But that's one of the things that I've tried to get over--not with china or silver, but all of the beautiful, everyday things that are maybe too beautiful to use. Like paper. One of the guys at work came to me yesterday and said that we were out of legal pads, and did I know if we had any more. I told him that I would order some, but in the meantime, I had one that I would give him. He asked, didn't I need it myself, and I said no, I buy my own paper because I like the really expensive stuff. I think he thought that was kind of dumb, and it is, to an extent, but as we're fond of saying at work, it is what it is.
I enjoy writing by hand.

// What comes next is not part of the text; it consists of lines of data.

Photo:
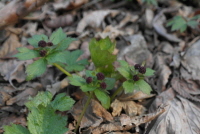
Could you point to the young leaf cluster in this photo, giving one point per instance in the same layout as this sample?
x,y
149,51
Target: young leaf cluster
x,y
99,87
180,23
131,82
42,118
50,50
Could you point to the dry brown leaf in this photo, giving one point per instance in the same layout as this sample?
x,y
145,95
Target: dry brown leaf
x,y
109,127
158,24
191,62
60,21
136,95
180,117
130,107
187,88
164,72
88,19
10,45
94,116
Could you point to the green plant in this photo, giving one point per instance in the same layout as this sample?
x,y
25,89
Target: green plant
x,y
181,23
42,117
151,2
95,83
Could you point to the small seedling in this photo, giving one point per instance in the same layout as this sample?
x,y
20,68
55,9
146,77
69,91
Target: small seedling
x,y
95,83
180,23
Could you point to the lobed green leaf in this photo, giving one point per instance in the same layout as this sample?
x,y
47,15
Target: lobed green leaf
x,y
15,129
103,98
62,102
36,38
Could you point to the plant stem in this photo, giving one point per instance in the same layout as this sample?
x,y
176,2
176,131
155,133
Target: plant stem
x,y
116,93
62,69
83,112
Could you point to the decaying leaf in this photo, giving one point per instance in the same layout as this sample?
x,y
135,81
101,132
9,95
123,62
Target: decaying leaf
x,y
163,73
191,62
130,107
181,115
136,95
187,88
158,24
94,116
89,20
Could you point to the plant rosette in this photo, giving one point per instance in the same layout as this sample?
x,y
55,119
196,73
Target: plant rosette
x,y
97,83
134,76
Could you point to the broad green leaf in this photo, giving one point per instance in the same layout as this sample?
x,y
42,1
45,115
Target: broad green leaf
x,y
44,120
15,129
26,54
36,38
77,80
56,57
57,36
126,72
123,63
87,87
144,86
72,63
102,56
128,86
103,98
42,98
110,82
64,44
193,23
149,72
36,69
62,102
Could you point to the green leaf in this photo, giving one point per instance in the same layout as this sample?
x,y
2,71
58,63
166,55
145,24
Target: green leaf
x,y
36,69
193,23
26,54
143,86
36,38
87,87
123,63
42,98
72,63
64,44
15,129
44,120
101,54
77,80
57,36
56,57
103,98
128,86
124,71
110,82
62,102
149,72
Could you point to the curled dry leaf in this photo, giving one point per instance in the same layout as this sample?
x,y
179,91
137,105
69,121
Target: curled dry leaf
x,y
180,117
60,21
88,19
138,120
191,62
114,126
94,115
187,88
136,95
130,107
163,72
158,24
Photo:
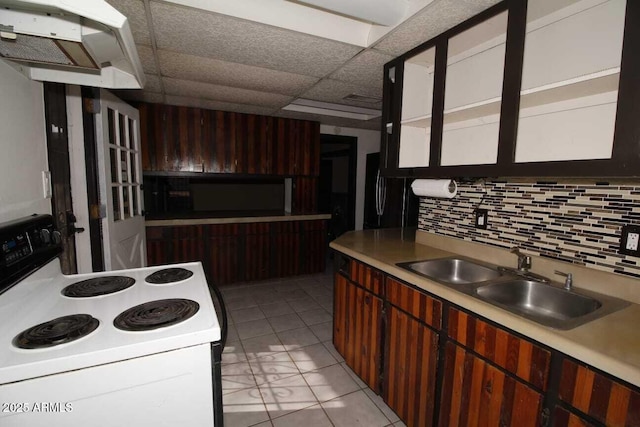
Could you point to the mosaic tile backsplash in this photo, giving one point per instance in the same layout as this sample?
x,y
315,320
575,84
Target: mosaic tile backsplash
x,y
576,223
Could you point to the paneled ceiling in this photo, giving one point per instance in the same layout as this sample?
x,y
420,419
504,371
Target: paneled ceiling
x,y
258,56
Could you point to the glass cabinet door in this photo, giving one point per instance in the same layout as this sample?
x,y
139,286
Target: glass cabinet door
x,y
473,94
570,77
417,102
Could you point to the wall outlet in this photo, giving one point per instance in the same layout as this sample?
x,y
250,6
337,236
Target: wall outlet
x,y
630,240
482,218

It's a different thing than typing, writing makes your brain work in a different way, I think. It flexes different muscles. So if I'm going to write, I'm going to use tools that make it a pleasure. In my case, it's Levenger Circa paper (letter sized shaded annotation ruled paper, $16 for 100 sheets or Action Method Dot Grid Refills) and a Pilot Precise V5 Extra Fine Rollerball pen. Bob sometimes makes fun of me for having "special" pens; if he needs a pen, any old pen will do. If I'm just scribbling down a phone number or something, sure, any old pen and a sticky note will do. But if I'm taking extensive notes, or writing a to-do list, I want a pen that is a pleasure to use, and that makes the notes a pleasure to read later.

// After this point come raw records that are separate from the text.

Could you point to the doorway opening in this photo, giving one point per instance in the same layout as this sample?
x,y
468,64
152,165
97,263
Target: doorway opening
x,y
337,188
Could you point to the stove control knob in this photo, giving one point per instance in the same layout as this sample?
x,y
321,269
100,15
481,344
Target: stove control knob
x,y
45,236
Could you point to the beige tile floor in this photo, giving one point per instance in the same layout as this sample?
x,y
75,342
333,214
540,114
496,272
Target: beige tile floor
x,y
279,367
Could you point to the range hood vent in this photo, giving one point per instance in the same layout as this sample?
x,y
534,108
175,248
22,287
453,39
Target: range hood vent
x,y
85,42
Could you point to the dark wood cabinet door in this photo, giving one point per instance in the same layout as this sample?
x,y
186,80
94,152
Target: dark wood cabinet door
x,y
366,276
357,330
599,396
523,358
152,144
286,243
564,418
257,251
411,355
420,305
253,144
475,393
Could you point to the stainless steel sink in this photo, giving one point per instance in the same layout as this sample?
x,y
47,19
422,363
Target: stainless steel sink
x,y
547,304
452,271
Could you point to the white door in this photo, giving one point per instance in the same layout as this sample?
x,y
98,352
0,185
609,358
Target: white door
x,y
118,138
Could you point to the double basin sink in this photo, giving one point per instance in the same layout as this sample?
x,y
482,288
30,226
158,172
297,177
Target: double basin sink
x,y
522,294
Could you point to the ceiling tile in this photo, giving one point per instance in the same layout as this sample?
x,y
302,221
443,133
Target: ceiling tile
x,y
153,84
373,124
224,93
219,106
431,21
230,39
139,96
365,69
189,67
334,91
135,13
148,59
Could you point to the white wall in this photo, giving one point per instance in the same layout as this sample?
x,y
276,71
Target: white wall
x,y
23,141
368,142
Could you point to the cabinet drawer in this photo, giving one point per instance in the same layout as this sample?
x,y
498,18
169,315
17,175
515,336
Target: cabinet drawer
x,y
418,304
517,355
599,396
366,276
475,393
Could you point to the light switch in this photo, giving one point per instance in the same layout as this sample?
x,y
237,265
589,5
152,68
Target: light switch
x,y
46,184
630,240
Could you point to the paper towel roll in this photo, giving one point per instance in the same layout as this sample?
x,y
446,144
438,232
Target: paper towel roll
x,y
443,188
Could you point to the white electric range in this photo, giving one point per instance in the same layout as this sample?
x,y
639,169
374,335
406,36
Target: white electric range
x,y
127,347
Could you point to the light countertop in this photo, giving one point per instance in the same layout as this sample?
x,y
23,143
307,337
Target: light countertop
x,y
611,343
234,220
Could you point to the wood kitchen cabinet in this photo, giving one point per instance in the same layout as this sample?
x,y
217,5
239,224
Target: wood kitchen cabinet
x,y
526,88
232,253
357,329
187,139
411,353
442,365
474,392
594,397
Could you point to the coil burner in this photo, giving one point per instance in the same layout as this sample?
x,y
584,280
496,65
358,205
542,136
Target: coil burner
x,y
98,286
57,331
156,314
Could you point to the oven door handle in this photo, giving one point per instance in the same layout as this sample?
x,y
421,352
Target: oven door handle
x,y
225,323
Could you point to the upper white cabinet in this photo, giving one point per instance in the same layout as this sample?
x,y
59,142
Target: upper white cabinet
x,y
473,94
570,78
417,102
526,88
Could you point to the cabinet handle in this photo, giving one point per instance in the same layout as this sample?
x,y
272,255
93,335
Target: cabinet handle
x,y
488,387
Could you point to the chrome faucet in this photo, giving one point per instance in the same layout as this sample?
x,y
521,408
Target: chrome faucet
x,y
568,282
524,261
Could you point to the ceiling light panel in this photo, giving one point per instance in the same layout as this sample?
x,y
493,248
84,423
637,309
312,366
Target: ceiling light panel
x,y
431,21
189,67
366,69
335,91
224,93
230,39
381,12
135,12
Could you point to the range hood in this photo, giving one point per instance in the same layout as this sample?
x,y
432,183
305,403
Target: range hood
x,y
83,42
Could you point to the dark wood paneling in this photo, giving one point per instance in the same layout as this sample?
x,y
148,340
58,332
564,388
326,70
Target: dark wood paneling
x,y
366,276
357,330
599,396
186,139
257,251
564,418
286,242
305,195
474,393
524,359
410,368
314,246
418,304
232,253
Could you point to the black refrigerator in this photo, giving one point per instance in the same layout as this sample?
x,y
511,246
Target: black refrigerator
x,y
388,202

He has also made fun of me for having favorite eating utensils and favorite/special juice glasses. I don't care. Everyone has favorite things, and if using them makes the day better, why not? I'm always reminded of a quote I heard once--I don't remember who it was attributed to--on the order of, if you're going to eat chocolate, eat the good stuff. I apply that to just a few things in my life--sock yarn, candles, purses, and office supplies are the ones that come to mind.
While I was perusing the Levenger website, I ran across this review of their Circa Task Pads:
When I originally purchased these pads, I used them sparingly because of the cost. At some point, I realized that whatever it was that I wanted to address at a different time had a value that for me was far in excess of the 9 to 11 cents of each sheet.
I have some of those task pads (you can see one in the top photo, in a Compact-size notebook), and I, too, have felt like I needed to conserve them, but how dumb is that? If something is useful to you, use it. When I die I'm going to leave a houseful of pens and notebooks anyway, I might as well use some of them up. I stick a half dozen of these list pages in the front of my larger notebook. Then, if I'm in a meeting and think of something that I need to do, I can jot it there and move on. It's easy to remove it from the big notebook and stick it in the notebook that I keep in my purse.
I'm a big fan of Levenger Circa, if you can't tell. Everything is interchangeable, and I have a portable punch that I can use to make any paper fit into a Circa notebook, or make custom flyleaves out of scrapbook paper. It's very exciting. (I know, I'm weird.) There are three sizes--Letter (8-1/2 x 11), Junior (5-1/2 x 8-1/2), and Compact (3-3/4 x 6-3/4). The picture above shows two notebooks, a Junior size and a Compact. I switch between a Junior and a Letter size one for notes at work, and the Compact one is the one I keep in my purse. They don't really make that one anymore, or at least, they don't make much in the way of accessories for it. I just ordered 300 refill sheets in case they stop making those, too. I also keep knitting and sewing patterns in a letter-size one at home.
Oh, and you can buy 3x5 card ones, or punch your own 3x5 cards . . . This is a "swatch book" I made using a Circa 3x5 Jotlet notebook. I can drop it in my purse if I'm going to the fabric store and need to match something.